PriorityBlockingQueue allowing to receive an item only after a certain delay (the delay is announced through the Delayed object interface). DelayQueue can be used to implement the scheduler. Queue capacity is not fixed.

LinkedBlockingDeque

Bidirectional BlockingQueue based on coherence (cache-miss & cache coherence overhead). Queue capacity is not fixed.

LinkedBlockingQueue

Unidirectional BlockingQueue based on coherence (cache-miss & cache coherence overhead). Queue capacity is not fixed.

LinkedTransferQueue

Unidirectional `BlockingQueue` based on coherence (cache-miss & cache coherence overhead). Queue capacity is not fixed. This queue allows you to expect the item to be “picked up” by the handler.

PriorityBlockingQueue

A unidirectional `BlockingQueue` that allows prioritization of messages (by comparing elements). Disable null values.

SynchronousQueue

A unidirectional `BlockingQueue` that implements transfer() logic for put() methods.

Synchronization points

CountDownLatch

Barrier ( await() ), waiting for a specific (or more) number of countDown() calls. Barrier status cannot be reset.

CyclicBarrier

Barrier ( await() ), waiting for a specific number of await() calls by other threads. When the number of threads reaches the specified option, an optional callback will be called and the lock will be removed. The barrier resets its state to the initial state when the waiting threads are released and can be reused.

Exchanger

Barrier (`exchange ()`) to synchronize two threads. At the time of synchronization, volatile transfer of objects between threads is possible.

Phaser

An extension of `CyclicBarrier`, allowing you to register and delete participants for each cycle of the barrier.

Semaphore

A barrier allowing only a specified number of streams to capture the monitor. In fact, the `Lock` functionality extends the ability to be in a block to several threads.

Executors


ExecutorService came to replace new Thread(runnable) to simplify work with threads. ExecutorService helps to reuse freed threads, organize queues from tasks for a thread pool, subscribe to the result of the task. Instead of the Runnable interface, the pool uses the Callable interface (it can return the result and throw errors).

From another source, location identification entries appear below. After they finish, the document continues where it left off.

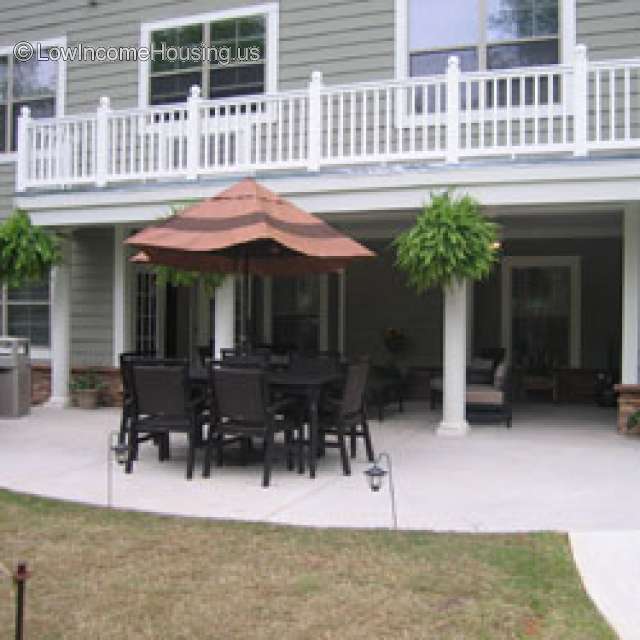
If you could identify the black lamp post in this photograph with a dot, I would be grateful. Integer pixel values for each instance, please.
(375, 477)
(119, 452)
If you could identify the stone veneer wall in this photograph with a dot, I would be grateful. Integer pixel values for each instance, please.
(110, 396)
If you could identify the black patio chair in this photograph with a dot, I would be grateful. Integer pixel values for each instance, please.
(127, 358)
(347, 416)
(163, 404)
(240, 409)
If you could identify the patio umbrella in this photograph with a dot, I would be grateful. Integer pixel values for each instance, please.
(246, 229)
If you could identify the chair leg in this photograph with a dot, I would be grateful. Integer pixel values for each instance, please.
(133, 438)
(268, 451)
(288, 443)
(352, 438)
(346, 466)
(208, 454)
(367, 440)
(191, 436)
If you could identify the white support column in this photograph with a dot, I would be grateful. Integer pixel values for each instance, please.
(267, 309)
(631, 294)
(61, 328)
(323, 338)
(225, 315)
(119, 294)
(342, 311)
(455, 361)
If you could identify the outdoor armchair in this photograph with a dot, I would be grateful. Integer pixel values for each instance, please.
(240, 409)
(163, 404)
(347, 415)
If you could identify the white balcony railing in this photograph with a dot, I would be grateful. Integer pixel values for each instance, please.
(572, 109)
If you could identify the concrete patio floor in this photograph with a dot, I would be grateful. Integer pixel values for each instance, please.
(560, 468)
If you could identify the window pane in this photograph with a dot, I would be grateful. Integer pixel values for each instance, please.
(29, 321)
(180, 39)
(34, 78)
(235, 81)
(4, 70)
(515, 19)
(435, 23)
(526, 54)
(251, 26)
(174, 87)
(37, 292)
(39, 109)
(435, 62)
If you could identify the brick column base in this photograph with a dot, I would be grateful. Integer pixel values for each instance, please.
(628, 403)
(110, 396)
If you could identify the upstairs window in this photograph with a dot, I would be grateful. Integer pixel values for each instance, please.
(32, 84)
(238, 69)
(484, 34)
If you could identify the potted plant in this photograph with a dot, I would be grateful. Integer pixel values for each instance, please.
(85, 389)
(450, 243)
(27, 252)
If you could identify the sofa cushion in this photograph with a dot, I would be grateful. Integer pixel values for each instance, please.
(484, 394)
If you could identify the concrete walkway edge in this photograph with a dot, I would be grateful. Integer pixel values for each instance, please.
(609, 563)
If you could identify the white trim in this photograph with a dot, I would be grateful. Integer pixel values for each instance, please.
(270, 10)
(575, 311)
(61, 82)
(630, 294)
(567, 34)
(119, 293)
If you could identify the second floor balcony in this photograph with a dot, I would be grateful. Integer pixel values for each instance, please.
(578, 109)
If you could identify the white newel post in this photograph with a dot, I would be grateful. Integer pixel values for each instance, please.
(24, 149)
(61, 327)
(455, 361)
(453, 110)
(580, 101)
(102, 141)
(119, 294)
(314, 125)
(631, 294)
(193, 133)
(225, 312)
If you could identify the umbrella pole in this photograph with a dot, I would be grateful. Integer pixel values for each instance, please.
(245, 301)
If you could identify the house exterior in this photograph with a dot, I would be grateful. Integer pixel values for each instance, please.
(356, 110)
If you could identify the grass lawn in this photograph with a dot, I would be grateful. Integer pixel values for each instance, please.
(102, 575)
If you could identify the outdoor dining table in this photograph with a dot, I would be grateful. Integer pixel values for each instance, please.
(310, 386)
(302, 384)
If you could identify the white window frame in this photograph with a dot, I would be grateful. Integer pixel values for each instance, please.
(38, 352)
(574, 263)
(567, 35)
(61, 84)
(269, 10)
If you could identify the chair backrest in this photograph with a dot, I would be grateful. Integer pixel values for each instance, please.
(127, 359)
(354, 388)
(161, 388)
(239, 394)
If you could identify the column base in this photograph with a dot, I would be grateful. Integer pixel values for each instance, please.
(58, 402)
(453, 428)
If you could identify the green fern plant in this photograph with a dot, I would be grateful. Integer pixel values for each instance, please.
(27, 252)
(450, 241)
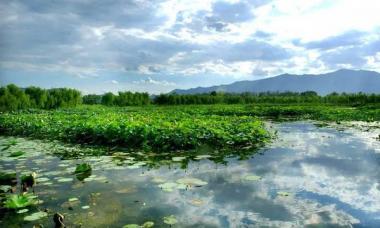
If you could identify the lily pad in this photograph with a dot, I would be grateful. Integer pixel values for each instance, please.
(170, 220)
(158, 180)
(42, 179)
(63, 179)
(22, 211)
(148, 224)
(283, 193)
(196, 202)
(36, 216)
(190, 181)
(73, 199)
(5, 188)
(83, 168)
(205, 156)
(7, 177)
(15, 201)
(252, 178)
(17, 154)
(168, 186)
(131, 226)
(178, 159)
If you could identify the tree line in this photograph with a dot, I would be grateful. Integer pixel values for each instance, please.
(121, 99)
(355, 99)
(15, 98)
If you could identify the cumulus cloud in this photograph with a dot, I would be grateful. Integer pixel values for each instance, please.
(238, 38)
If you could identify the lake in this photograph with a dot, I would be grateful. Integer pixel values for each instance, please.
(308, 175)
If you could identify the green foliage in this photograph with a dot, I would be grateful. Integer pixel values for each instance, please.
(125, 99)
(7, 177)
(82, 168)
(13, 98)
(267, 98)
(17, 154)
(145, 128)
(92, 99)
(14, 201)
(29, 179)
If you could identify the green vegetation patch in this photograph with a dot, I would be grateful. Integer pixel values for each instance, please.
(162, 129)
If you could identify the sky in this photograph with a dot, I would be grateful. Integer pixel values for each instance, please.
(160, 45)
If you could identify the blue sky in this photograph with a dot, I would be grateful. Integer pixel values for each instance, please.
(157, 46)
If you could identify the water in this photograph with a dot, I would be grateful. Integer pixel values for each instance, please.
(307, 176)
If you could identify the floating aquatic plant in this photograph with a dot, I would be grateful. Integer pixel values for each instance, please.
(83, 168)
(17, 154)
(252, 178)
(283, 193)
(170, 220)
(29, 180)
(36, 216)
(22, 211)
(190, 181)
(15, 201)
(8, 177)
(5, 188)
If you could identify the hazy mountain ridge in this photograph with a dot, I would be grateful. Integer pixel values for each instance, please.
(349, 81)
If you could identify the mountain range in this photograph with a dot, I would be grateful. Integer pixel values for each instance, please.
(344, 80)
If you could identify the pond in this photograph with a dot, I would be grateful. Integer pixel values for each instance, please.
(308, 175)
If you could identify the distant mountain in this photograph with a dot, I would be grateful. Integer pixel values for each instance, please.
(349, 81)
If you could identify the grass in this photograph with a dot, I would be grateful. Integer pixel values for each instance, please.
(148, 128)
(167, 128)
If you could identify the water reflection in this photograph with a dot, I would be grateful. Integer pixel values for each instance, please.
(330, 177)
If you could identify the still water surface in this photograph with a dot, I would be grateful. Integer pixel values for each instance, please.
(307, 176)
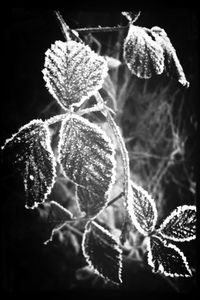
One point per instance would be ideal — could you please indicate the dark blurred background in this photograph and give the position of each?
(27, 264)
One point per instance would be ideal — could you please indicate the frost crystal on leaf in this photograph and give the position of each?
(180, 225)
(30, 149)
(102, 252)
(143, 56)
(73, 72)
(172, 65)
(87, 158)
(166, 258)
(142, 210)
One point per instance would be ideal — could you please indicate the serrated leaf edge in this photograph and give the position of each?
(172, 246)
(112, 157)
(175, 212)
(63, 208)
(150, 40)
(131, 211)
(87, 229)
(48, 148)
(94, 56)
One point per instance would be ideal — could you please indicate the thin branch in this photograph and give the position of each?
(124, 153)
(55, 119)
(102, 29)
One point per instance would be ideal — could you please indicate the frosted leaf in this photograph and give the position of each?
(166, 258)
(30, 149)
(142, 210)
(180, 225)
(102, 252)
(73, 72)
(143, 56)
(87, 158)
(172, 64)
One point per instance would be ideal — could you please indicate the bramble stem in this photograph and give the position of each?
(102, 29)
(55, 119)
(124, 153)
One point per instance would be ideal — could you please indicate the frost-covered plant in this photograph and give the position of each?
(86, 155)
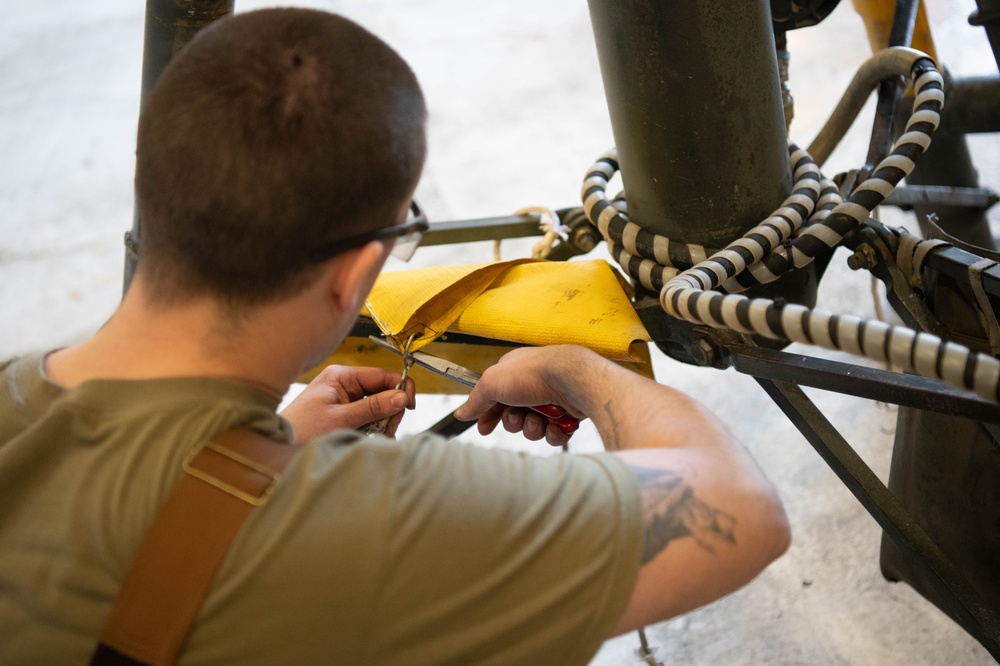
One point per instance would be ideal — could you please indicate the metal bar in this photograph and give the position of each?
(365, 327)
(695, 104)
(987, 15)
(489, 228)
(973, 104)
(939, 195)
(870, 383)
(961, 601)
(954, 262)
(170, 24)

 ExecutorService pool = Executors.newFixedThreadPool(4) Future future = pool.submit(new Callable() { Object call() throws Exception { println("In thread") return "From thread" } }) println("From main") println(future.get()) try { pool.submit(new Callable() { Object call() throws Exception { throw new IllegalStateException() } }).get() } catch (ExecutionException e) {println("Got it: ${e.cause}")} pool.shutdown() 


The invokeAll method returns control to the calling thread only upon completion of all tasks. The invokeAny method returns the result of the first successfully completed task, canceling all subsequent ones.

ThreadPoolExecutor

Thread pool with the ability to specify the working and maximum number of threads in the pool, the queue for tasks.

ScheduledThreadPoolExecutor

Extends the functionality of ThreadPoolExecutor ability to perform tasks deferred or regularly.

ThreadPoolExecutor

Lighter thread pool for self-replicating tasks. The pool expects calls for fork () `and` join () `methods on child tasks in the parent.

 class LNode { List<LNode> childs = [] def object } class Finder extends RecursiveTask<LNode> { LNode node Object expect protected LNode compute() { if (node?.object?.equals(expect)) { return node } node?.childs?.collect { new Finder(node: it, expect: expect).fork() }?.collect { it.join() }?.find { it != null } } } ForkJoinPool es = new ForkJoinPool() def invoke = es.invoke(new Finder( node: new LNode( childs: [ new LNode(object: "ivalid"), new LNode( object: "ivalid", childs: [new LNode(object: "test")] ) ] ), expect: "test" )) print("${invoke?.object}") 


Accumulators _jdk 1.8_

Accumulators allow you to perform primitive operations (sum / search for the maximum value) on numeric elements in a multithreaded environment without using CAS.